In dstat there are a lot of options, you can see all with the command man dstat, some of the most useful parameters are:

  • -l = shows load statistics
  • -m = shows the memory usage (used, buffer, cache, free)
  • -r = displays I/O statistics,
  • -s = shows the swap usage
  • -t = puts the current time in the first column
  • –fs = displays file system stats (includes amount of files and used inodes)
  • –nocolor = sometimes very useful…
  • –socket = shows interesting network statistics
  • –tcp = displays common TCP stats
  • –udp = shows you the listen and active figures for the UDP usage

Sample :

dstat -tcmsn -N eth0  60

every 60 seconds it will collect metrics

You can redirect it to csv as well

dstat -c -n -N eth0,lo -m -s -d –output dstat.csv

dstat

 

vmstat is a nice tool

vmstat is a nice tool, to analyze the Linux / UNIX server performance.
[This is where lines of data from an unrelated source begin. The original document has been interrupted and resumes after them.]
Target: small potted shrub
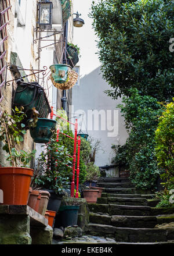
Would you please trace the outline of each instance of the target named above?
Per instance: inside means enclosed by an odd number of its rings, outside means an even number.
[[[20,109],[12,109],[13,115],[5,111],[0,119],[0,140],[3,150],[8,154],[7,161],[10,167],[0,168],[0,189],[3,193],[3,204],[27,205],[29,188],[33,170],[29,168],[30,161],[36,151],[27,152],[19,150],[17,146],[23,141],[26,133],[23,120],[26,114]]]
[[[72,160],[67,155],[67,150],[59,144],[56,134],[54,133],[38,159],[32,184],[37,189],[46,190],[50,194],[48,210],[58,211],[64,191],[70,187],[71,170],[68,166],[71,165]]]
[[[87,175],[86,176],[86,182],[89,182],[89,189],[83,190],[84,198],[89,203],[96,203],[99,197],[99,190],[91,188],[92,182],[93,180],[97,180],[100,176],[99,168],[93,164],[93,162],[87,163]]]

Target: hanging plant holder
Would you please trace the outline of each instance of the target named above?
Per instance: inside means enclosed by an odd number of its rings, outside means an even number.
[[[68,79],[68,72],[71,67],[65,64],[55,64],[49,67],[52,77],[56,83],[62,84],[66,82]]]
[[[52,83],[55,87],[60,90],[67,90],[73,87],[78,80],[78,74],[74,70],[68,72],[67,80],[64,83],[56,83],[52,74],[50,76]]]
[[[68,45],[67,52],[68,58],[70,59],[68,60],[69,65],[72,68],[79,61],[78,50],[75,47],[73,47],[71,45]]]
[[[28,123],[30,123],[30,120]],[[35,127],[29,125],[30,135],[36,143],[47,143],[49,141],[53,131],[55,129],[56,121],[47,118],[38,118]]]
[[[32,108],[38,111],[38,117],[47,118],[51,109],[44,89],[37,83],[17,81],[17,87],[13,97],[13,106],[24,107],[27,120],[32,116]]]

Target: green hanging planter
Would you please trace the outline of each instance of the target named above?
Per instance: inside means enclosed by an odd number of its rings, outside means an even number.
[[[58,84],[66,83],[68,77],[68,72],[71,71],[70,66],[65,64],[54,64],[49,67],[52,72],[52,77],[55,82]]]
[[[73,47],[71,45],[68,45],[67,47],[67,51],[68,54],[68,64],[72,68],[74,67],[74,66],[76,65],[76,64],[79,61],[78,51],[75,47]],[[70,55],[71,59],[68,58],[69,57],[68,55]]]
[[[38,111],[39,118],[47,118],[51,109],[44,89],[37,83],[17,81],[17,87],[13,97],[13,107],[24,107],[27,120],[32,118],[32,108]]]
[[[28,120],[28,122],[30,122]],[[30,135],[36,143],[47,143],[53,135],[56,121],[47,118],[38,118],[36,127],[30,127]]]
[[[80,134],[77,134],[77,136],[81,136],[82,138],[85,138],[86,140],[87,140],[89,135],[87,134],[85,134],[85,133],[80,133]]]

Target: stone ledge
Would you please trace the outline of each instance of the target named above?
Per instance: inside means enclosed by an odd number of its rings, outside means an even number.
[[[0,218],[1,215],[6,214],[29,215],[30,226],[32,226],[46,227],[48,225],[48,219],[28,205],[0,205]]]

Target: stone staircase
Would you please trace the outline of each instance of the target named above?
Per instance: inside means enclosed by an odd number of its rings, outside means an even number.
[[[86,234],[114,238],[118,244],[174,244],[173,228],[155,227],[173,222],[173,209],[162,214],[162,210],[149,206],[154,195],[136,193],[128,178],[102,177],[97,186],[104,191],[97,204],[88,204]],[[153,202],[155,205],[158,202]]]

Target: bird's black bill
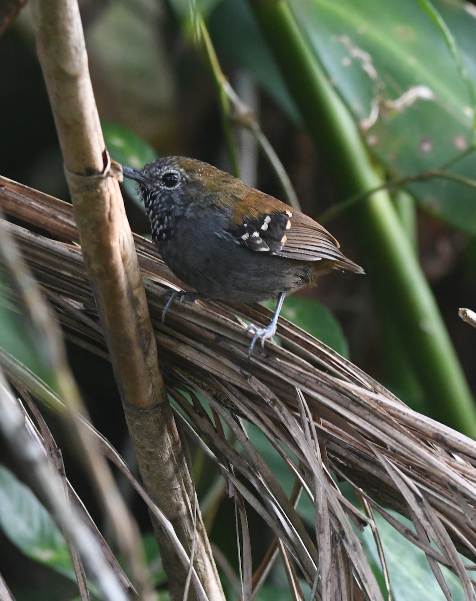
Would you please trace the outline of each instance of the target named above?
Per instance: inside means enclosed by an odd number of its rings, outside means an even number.
[[[133,167],[128,167],[126,165],[122,165],[123,175],[124,177],[127,177],[130,180],[135,180],[141,184],[147,183],[147,180],[142,175],[140,169],[134,169]]]

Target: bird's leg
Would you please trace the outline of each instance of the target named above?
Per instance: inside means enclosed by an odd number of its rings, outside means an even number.
[[[170,308],[170,305],[176,298],[178,299],[179,305],[182,305],[184,300],[190,300],[191,302],[195,302],[197,299],[202,297],[200,292],[187,292],[185,290],[172,290],[171,292],[167,291],[165,294],[169,294],[170,297],[165,303],[165,305],[162,310],[162,323],[165,323],[165,316],[167,314],[167,311]]]
[[[248,331],[254,333],[253,340],[251,341],[251,344],[249,345],[249,348],[248,349],[249,359],[251,358],[251,354],[253,352],[253,349],[257,340],[259,340],[261,341],[261,346],[264,346],[264,341],[267,340],[267,338],[272,338],[276,334],[278,319],[279,317],[279,313],[281,313],[285,296],[285,292],[281,292],[279,294],[278,302],[276,304],[276,309],[275,309],[273,319],[271,320],[271,323],[269,326],[267,326],[266,328],[257,328],[256,326],[252,325],[252,324],[248,326]]]

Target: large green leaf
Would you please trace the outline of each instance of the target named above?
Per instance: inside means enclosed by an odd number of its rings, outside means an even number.
[[[409,520],[402,517],[396,511],[389,513],[403,522],[408,528],[413,529]],[[380,515],[376,513],[374,518],[385,555],[395,601],[444,601],[445,596],[424,552],[404,538]],[[367,554],[373,558],[376,569],[381,569],[377,548],[369,527],[364,529],[362,537],[367,547]],[[452,598],[454,601],[463,601],[465,595],[458,577],[444,566],[441,566],[441,570]]]
[[[290,4],[372,152],[393,177],[456,161],[452,174],[476,180],[474,153],[464,156],[472,144],[470,86],[476,86],[476,19],[467,5],[433,3],[464,52],[465,81],[448,38],[415,0]],[[408,187],[427,210],[476,233],[476,189],[439,178]]]
[[[64,538],[50,514],[31,490],[1,465],[0,526],[25,555],[75,579]]]
[[[456,0],[435,0],[432,15],[425,7],[429,0],[288,4],[309,50],[324,66],[369,148],[391,177],[417,175],[454,161],[449,174],[475,180],[476,185],[475,154],[468,153],[474,133],[469,89],[476,87],[474,7]],[[447,31],[436,24],[435,14]],[[242,0],[222,0],[210,26],[217,46],[248,69],[294,117],[296,106]],[[450,41],[454,42],[453,52]],[[458,50],[467,79],[454,55]],[[476,188],[441,178],[407,187],[427,210],[476,234]]]

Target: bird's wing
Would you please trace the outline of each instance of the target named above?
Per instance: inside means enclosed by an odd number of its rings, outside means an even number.
[[[363,273],[339,250],[339,243],[310,217],[257,190],[237,203],[229,232],[251,251],[301,261],[335,261],[336,268]]]

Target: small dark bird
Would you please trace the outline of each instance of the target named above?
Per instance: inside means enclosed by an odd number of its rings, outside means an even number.
[[[332,269],[364,270],[310,217],[216,168],[182,156],[142,167],[123,166],[138,183],[152,238],[171,270],[197,292],[172,293],[195,300],[258,302],[278,298],[267,328],[251,326],[264,345],[276,332],[287,292]]]

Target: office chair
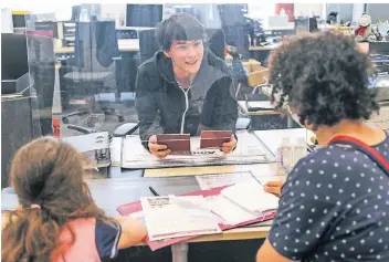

 procs            memory                        swap        io       system    cpu
 r  b   swpd   free   buff  cache         si   so    bi    bo     in    cs       us sy id wa
 2  5 375912  19548  17556 477472    0    1     0     0      1     1        1  0  0  1
 0  4 375912  18700  17556 478264    0    0  1044   0     774  1329   8  1   0  91
 0  5 375912  17664  17556 479168    0    0  1160   0     764  1110   8  1   0  91
 1  8 375912  15836  17568 479796    0    0  1144   840  751  1622  16 7   0  78
 0  7 375912  19340  17576 480224    0    0  1224   148  587  1958  17 18  0  65
 2  0 375912  18288  17588 481036    0    0   812    0     845  1732  18 3  21  59
 0  2 375912  15868  17588 481528    0    0  1012   0     588   941   4   1  5   90 

 

Proc: 
——-
r: How many processes are waiting for CPU time.
b: Wait Queue – Process which are waiting for I/O (disk, network, user 
    input,etc..) 


Memory: 
———–
swpd: shows how many blocks are swapped out to disk (paged). Total Virtual  
          memory usage. 
            
Note: you can see the swap area configured in server using cat proc/swaps


free: Idle Memory 
buff: Memory used as buffers, like before/after I/O operations
cache: Memory used as cache by the Operating System


Swap: 
———
si: How many blocks per second the operating system is swapping in. i.e 
    Memory swapped in from the disk (Read from swap area to Memory)
so: How many blocks per second the operating system is swaped Out. i.e 
     Memory swapped to the disk (Written to swap area and cleared from 
     Memory)


In Ideal condition, We like to see si and so at 0 most of the time, and we definitely don’t like to see more than 10 blocks per second.


IO: 
——
bi: Blocks received from block device – Read (like a hard disk) 
bo: Blocks sent to a block device – Write


System: 
————-
in: The number of interrupts per second, including the clock. 
cs: The number of context switches per second. 


CPU: 
——–
us: percentage of cpu used for running non-kernel code. (user time, including 
     nice time) 
sy: percentage of cpu used for running kernel code. (system time – network, IO 
     interrupts, etc) 
id: cpu idle time in percentage.
wa: percentage of time spent by cpu for waiting to IO.